Gastamos mais dinheiro no envio de uma sonda inter-planetária para analisar o pó dos cometas do que na pesquisa de vacinas.

Gastamos mais dinheiro em satélites para difusão de programas televisivos tipo BIG BROTHER do que em camas de hospital.

Mas, somos mesmo assim! Fazer o quê?

Quando somos chamados a dar opinião sobre o que nos rodeia, tentamos, pelo menos, sermos sinceros e trazer uma imagem crítica, uma imagem literária, uma visão ampla, traduzida por nossas palavras, sobre o mundo.

Mas nem toda a gente consegue ver assim.

Uma crítica é uma forma digna de dar uma opinião.

Tentar encontrar dentro das frases, dos textos publicados, insinuações, segundas leituras será sempre perder tempo.

Existe a firmeza de carácter nas opiniões, existe a firmeza de carácter na defesa dessas opiniões em perfil de crítica.

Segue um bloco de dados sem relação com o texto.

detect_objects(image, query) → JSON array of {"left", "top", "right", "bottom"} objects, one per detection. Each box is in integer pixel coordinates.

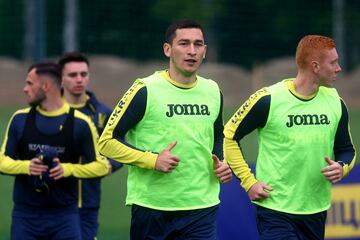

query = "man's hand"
[
  {"left": 248, "top": 182, "right": 273, "bottom": 201},
  {"left": 212, "top": 154, "right": 232, "bottom": 183},
  {"left": 30, "top": 157, "right": 48, "bottom": 176},
  {"left": 321, "top": 156, "right": 344, "bottom": 183},
  {"left": 155, "top": 141, "right": 180, "bottom": 173},
  {"left": 49, "top": 158, "right": 64, "bottom": 180}
]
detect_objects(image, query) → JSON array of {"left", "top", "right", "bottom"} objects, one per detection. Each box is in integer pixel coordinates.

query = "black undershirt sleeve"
[
  {"left": 334, "top": 100, "right": 355, "bottom": 165},
  {"left": 212, "top": 91, "right": 224, "bottom": 160},
  {"left": 113, "top": 86, "right": 147, "bottom": 142},
  {"left": 234, "top": 95, "right": 271, "bottom": 141}
]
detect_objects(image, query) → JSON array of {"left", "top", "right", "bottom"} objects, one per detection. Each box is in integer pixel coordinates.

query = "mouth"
[
  {"left": 74, "top": 86, "right": 84, "bottom": 91},
  {"left": 185, "top": 59, "right": 197, "bottom": 64}
]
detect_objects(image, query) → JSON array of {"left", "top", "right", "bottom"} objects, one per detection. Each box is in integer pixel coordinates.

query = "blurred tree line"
[{"left": 0, "top": 0, "right": 360, "bottom": 69}]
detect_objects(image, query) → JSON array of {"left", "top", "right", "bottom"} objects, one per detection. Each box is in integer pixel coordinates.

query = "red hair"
[{"left": 296, "top": 35, "right": 336, "bottom": 69}]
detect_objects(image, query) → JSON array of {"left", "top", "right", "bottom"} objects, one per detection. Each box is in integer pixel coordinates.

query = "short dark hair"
[
  {"left": 165, "top": 19, "right": 205, "bottom": 44},
  {"left": 28, "top": 61, "right": 61, "bottom": 87},
  {"left": 58, "top": 51, "right": 90, "bottom": 71}
]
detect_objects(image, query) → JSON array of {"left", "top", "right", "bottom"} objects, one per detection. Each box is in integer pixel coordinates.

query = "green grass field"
[{"left": 0, "top": 108, "right": 360, "bottom": 240}]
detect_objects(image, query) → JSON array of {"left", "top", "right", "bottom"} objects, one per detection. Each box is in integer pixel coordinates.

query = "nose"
[
  {"left": 336, "top": 64, "right": 342, "bottom": 73},
  {"left": 188, "top": 43, "right": 196, "bottom": 55}
]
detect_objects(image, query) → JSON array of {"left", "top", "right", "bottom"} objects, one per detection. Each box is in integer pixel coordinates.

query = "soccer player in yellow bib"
[
  {"left": 224, "top": 35, "right": 355, "bottom": 239},
  {"left": 99, "top": 20, "right": 231, "bottom": 240}
]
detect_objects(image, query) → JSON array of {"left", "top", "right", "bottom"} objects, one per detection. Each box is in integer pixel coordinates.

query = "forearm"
[
  {"left": 61, "top": 156, "right": 109, "bottom": 178},
  {"left": 99, "top": 138, "right": 158, "bottom": 169},
  {"left": 0, "top": 153, "right": 30, "bottom": 175},
  {"left": 224, "top": 138, "right": 257, "bottom": 191}
]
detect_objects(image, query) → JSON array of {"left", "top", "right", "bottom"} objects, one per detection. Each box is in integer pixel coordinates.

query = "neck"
[
  {"left": 294, "top": 72, "right": 319, "bottom": 96},
  {"left": 169, "top": 67, "right": 196, "bottom": 85},
  {"left": 64, "top": 91, "right": 86, "bottom": 105},
  {"left": 40, "top": 93, "right": 64, "bottom": 112}
]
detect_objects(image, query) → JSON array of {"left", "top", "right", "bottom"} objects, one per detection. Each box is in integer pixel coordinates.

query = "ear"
[
  {"left": 203, "top": 45, "right": 207, "bottom": 59},
  {"left": 311, "top": 61, "right": 320, "bottom": 73},
  {"left": 163, "top": 43, "right": 171, "bottom": 57},
  {"left": 41, "top": 78, "right": 51, "bottom": 92}
]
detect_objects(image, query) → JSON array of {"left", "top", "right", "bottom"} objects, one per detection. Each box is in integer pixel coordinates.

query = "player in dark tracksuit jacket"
[
  {"left": 70, "top": 91, "right": 123, "bottom": 239},
  {"left": 58, "top": 52, "right": 122, "bottom": 240},
  {"left": 0, "top": 63, "right": 108, "bottom": 240}
]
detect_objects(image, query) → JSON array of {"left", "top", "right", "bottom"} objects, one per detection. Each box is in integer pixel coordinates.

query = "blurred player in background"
[
  {"left": 0, "top": 62, "right": 109, "bottom": 240},
  {"left": 58, "top": 52, "right": 122, "bottom": 240},
  {"left": 99, "top": 20, "right": 231, "bottom": 240},
  {"left": 224, "top": 35, "right": 355, "bottom": 239}
]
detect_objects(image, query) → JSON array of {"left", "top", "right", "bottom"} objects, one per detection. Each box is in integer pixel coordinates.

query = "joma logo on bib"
[
  {"left": 286, "top": 114, "right": 330, "bottom": 128},
  {"left": 166, "top": 104, "right": 210, "bottom": 117}
]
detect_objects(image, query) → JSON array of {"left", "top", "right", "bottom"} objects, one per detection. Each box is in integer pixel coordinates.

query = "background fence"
[{"left": 0, "top": 0, "right": 360, "bottom": 240}]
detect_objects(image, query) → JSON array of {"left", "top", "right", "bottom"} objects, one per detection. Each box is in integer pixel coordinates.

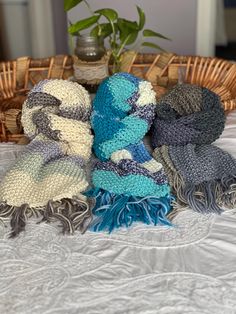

Não existe firmeza de carácter na crítica destrutiva dos textos escritos com rigor e isenção, nem nas opiniões sustentadas por experiência e academia.

Victor Hugo, escritor francês, foi um pensador sagaz e, passados tantos anos, inspirador de uma ideia de liberdade.

O que é ser livre?

Como posso ser livre?

Quem é livre?

Haverá algum desafio maior do que exprimir a desilusão da liberdade?

Quando considero que somos filhos de uma pátria menor, estarei a ser ingrato, menos patriota ou estarei a ser aquele que pede o que se deve?

Como angolano posso ou não posso estar descontente?

Se sim, se posso, deixem-me criticar, sugerir, afirmar.

Com a mesma firmeza e dignidade que pago os meus impostos, nessa mesma firmeza, declaro o meu descontentamento e não dou a ninguém, mesmo a ninguém, a possibilidade de me pedir menos, de me pedirem silêncio, contenção, cuidado na escolha de palavras, porque as palavras são minhas, não as escondo, não as vendo, não as discrimino, exijo a minha voz angolana, seja ela de benguela ou de onde fôr. Mas exijo a minha voz.

No dia que até as minhas palavras forem motivo de medo, lá volto eu a ler os Miseráveis, livro ecléctico e motivador para seguir em frente, sem medo e sem luxúria, porque, caros amigos, seremos todos inocentes em particular, mas seremos, igualmente, todos culpados em geral.